What is Heteronormativity and What Does it Mean?
If you’re heterosexual, how many times in your life have you had to go out and fight for the right to marry? Have you been abused for holding hands with your partner? Have you been forced to give explanations about the person you’re in a relationship with or about your partner? Surely the answer is no. This is because we live in a society in which heteronormativity is the validated model.
However, just because it’s ‘common’ doesn’t mean that it’s the best. Its main drawback is that while some people can live in complete freedom, there are those who are not only prevented from doing so, but must face criticism, episodes of violence, prejudice regarding their orientation, and the impossibility of accessing their rights. Let’s delve a little deeper into this topic.

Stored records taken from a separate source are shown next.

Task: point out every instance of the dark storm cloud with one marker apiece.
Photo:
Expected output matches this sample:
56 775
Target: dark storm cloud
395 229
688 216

What does the term “heteronormativity” refer to?
Heteronormativity is a social, political, and economic regime that presents heterosexuality as the only normal and natural sexual orientation. It imposes the idea that there are only two distinct and opposite genders to be linked in a sex-affective way and in kinship.
However, this concept actually responds to a socio-historical construction. It’s taken as universal the attraction and relationship between people of different sex or gender – that is, between a man and a woman.
It’s a model that’s considered unique, is prescriptive, and comes many with assumptions. This can be evidenced in issues of rights and laws as well as in everyday conversations. For example, when a man is talking to another man about his partner, the latter assumes – almost automatically – that he is referring to a woman.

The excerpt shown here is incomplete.